The spatial organization of the genome plays a vital role in maintaining the cell type-specific chromatin structures and regulating gene expression. The three-dimensional (3D) genome structures can be measured by sequencing-based techniques such as Hi-C usually on the ensemble level or by imaging-based techniques such as chromatin tracing on the single-molecule level. Chromatin tracing is a multiplexed DNA fluorescence in situ hybridization (FISH) technique that can directly trace the 3D positions of genomic loci along individual chromosomes in single cells. However, few computational tools have been developed for statistical differential analysis of chromatin tracing data. Major challenges include the high dimensional nature of the data, high variability of chromatin traces and missing values in the 3D coordinates of some loci. Here, we present Dory, a statistical method for identifying differential patterns from two groups of chromatin traces without imputation of missing data. Dory measures the spatial distance between each pair of regions in each chromatin trace and employs multi-level statistical tests to quantify the difference between the two groups of chromatin traces. The output of Dory includes the differential score for each region pair comparing two biological conditions and significantly differential region pairs.
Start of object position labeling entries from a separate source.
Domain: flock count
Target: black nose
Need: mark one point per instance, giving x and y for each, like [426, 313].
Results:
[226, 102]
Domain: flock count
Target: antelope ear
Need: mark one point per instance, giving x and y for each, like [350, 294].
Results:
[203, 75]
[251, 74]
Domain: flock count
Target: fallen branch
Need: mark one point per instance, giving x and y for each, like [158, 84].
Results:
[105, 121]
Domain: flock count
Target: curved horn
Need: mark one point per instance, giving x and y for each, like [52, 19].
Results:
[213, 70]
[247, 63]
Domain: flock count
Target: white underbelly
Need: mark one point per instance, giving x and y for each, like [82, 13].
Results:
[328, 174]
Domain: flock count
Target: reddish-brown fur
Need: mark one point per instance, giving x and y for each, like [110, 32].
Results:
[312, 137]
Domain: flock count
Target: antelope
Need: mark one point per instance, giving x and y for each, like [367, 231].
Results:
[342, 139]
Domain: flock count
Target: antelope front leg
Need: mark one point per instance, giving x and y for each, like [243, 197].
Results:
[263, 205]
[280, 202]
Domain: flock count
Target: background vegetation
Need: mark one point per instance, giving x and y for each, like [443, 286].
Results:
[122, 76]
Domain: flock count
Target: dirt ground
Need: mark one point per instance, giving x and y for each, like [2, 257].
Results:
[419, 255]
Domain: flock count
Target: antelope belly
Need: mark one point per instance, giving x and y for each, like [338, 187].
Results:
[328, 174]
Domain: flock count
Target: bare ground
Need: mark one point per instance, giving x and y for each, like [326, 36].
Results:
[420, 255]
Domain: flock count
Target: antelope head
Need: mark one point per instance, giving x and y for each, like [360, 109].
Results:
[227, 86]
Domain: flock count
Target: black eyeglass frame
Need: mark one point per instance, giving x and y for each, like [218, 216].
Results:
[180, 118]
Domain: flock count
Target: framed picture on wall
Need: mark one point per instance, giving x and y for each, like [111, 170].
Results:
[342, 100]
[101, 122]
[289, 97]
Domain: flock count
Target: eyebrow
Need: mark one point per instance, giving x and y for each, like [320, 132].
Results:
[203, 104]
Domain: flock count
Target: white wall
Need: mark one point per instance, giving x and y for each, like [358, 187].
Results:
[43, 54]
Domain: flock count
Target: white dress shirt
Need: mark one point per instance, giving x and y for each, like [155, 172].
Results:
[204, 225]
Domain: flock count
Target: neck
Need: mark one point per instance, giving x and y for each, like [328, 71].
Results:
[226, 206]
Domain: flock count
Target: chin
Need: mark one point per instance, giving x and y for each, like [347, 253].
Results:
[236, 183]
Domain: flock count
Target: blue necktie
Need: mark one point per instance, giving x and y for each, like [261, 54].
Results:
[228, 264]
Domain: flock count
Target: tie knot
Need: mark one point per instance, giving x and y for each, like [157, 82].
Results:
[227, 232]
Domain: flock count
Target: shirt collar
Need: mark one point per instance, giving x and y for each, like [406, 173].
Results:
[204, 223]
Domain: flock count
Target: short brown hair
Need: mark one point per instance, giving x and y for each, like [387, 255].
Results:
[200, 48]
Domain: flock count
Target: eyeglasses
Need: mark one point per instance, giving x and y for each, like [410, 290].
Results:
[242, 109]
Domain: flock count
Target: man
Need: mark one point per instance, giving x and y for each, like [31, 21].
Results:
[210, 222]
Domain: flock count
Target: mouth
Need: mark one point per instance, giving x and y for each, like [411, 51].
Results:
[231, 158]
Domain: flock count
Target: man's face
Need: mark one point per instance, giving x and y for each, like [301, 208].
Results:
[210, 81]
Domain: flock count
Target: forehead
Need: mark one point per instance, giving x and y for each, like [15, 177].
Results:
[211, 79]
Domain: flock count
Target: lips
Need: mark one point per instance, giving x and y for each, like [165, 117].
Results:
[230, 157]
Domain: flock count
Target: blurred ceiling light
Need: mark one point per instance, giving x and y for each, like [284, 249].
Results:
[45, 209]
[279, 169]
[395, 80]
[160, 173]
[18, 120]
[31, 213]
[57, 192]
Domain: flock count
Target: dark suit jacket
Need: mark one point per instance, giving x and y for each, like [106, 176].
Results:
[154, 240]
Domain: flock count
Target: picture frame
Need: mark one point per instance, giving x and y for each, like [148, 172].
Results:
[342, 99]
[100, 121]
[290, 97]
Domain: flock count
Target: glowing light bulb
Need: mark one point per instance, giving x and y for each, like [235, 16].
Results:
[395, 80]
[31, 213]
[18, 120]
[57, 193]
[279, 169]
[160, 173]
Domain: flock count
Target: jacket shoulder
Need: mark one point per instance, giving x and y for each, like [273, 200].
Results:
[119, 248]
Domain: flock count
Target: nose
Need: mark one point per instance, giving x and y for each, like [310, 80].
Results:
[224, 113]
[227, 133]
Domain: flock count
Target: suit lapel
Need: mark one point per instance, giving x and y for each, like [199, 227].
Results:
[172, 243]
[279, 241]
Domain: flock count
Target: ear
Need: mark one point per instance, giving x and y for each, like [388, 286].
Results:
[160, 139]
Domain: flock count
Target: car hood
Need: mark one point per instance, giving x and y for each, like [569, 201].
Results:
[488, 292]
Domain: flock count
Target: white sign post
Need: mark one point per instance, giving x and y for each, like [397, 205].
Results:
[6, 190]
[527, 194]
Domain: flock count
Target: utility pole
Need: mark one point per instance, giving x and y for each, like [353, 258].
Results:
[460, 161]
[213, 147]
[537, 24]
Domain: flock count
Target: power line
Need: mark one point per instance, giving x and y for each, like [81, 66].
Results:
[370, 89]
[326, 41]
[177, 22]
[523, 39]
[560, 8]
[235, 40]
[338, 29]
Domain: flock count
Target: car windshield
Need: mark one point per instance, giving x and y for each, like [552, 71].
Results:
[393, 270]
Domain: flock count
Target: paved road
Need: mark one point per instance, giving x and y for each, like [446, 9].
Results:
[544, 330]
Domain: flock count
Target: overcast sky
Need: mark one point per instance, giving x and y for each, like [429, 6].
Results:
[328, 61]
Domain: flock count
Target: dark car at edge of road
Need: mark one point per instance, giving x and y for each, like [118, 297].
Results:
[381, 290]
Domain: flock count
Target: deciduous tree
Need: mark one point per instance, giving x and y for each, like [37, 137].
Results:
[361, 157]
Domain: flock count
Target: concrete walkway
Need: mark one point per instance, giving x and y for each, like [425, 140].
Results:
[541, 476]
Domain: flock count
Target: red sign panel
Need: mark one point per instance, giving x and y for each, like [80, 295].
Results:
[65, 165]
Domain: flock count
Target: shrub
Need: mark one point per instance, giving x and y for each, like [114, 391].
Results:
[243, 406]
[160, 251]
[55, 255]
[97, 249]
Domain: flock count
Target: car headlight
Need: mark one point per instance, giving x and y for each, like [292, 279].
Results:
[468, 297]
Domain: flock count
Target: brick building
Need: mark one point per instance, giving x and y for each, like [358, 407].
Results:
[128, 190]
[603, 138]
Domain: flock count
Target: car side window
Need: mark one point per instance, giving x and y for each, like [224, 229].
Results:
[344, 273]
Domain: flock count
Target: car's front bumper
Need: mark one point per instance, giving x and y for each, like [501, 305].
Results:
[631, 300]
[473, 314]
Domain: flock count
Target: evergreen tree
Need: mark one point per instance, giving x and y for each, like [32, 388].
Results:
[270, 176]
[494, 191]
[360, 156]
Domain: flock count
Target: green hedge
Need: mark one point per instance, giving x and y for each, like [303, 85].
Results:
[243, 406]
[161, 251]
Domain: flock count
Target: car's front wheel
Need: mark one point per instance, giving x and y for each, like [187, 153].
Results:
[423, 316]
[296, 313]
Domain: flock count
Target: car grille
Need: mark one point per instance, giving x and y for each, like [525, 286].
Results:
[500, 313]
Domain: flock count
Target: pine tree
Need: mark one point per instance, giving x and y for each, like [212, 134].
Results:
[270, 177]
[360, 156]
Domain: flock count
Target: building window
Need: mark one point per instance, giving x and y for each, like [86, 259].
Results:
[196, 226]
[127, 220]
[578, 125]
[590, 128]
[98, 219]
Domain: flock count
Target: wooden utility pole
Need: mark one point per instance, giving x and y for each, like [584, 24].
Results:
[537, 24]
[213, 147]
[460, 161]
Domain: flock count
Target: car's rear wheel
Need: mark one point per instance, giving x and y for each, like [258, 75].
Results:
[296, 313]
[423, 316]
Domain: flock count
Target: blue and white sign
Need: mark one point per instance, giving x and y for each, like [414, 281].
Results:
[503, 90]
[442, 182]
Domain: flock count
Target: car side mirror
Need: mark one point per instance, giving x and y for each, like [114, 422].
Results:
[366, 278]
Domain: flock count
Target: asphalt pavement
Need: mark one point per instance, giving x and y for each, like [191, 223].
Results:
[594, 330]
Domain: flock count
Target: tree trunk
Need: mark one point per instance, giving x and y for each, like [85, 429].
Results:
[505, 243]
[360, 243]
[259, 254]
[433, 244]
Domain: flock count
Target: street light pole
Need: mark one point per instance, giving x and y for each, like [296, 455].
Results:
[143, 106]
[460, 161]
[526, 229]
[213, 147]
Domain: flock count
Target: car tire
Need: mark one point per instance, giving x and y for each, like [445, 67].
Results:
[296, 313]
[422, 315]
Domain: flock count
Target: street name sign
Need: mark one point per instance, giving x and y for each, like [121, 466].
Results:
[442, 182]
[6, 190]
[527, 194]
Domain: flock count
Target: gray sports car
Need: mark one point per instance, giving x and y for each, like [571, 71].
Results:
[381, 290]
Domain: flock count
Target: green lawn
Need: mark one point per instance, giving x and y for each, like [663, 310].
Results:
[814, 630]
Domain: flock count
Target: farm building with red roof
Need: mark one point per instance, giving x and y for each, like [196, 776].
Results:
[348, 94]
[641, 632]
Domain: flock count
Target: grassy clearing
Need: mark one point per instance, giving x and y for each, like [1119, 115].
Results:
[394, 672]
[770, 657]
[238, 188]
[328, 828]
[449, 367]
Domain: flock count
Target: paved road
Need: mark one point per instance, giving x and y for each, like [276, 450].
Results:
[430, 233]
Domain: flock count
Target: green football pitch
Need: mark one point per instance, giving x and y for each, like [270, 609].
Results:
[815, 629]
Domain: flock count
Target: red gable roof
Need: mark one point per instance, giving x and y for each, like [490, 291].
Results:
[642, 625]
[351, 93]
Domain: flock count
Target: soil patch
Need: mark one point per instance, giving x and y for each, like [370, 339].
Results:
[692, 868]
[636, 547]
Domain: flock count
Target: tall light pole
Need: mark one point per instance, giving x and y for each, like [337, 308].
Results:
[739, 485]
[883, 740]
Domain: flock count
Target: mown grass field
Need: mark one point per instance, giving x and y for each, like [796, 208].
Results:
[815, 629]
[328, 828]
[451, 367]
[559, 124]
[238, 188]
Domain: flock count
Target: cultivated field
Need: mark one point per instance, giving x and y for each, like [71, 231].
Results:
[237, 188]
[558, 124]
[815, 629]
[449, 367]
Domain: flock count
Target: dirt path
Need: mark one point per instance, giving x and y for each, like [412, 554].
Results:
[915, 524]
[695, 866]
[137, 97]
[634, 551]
We applied Dory to chromatin tracing data from six cell types in mouse fetal liver and from a mouse lung cancer progression model. We found that the changes in chromatin structure are associated with A/B compartment alterations and promoter-enhancer interaction alterations that cause differential gene expression. Dory is a user-friendly computational tool that can be applied to multiple types of imaging-based 3D genome data analysis for studying genome functions and gene regulation.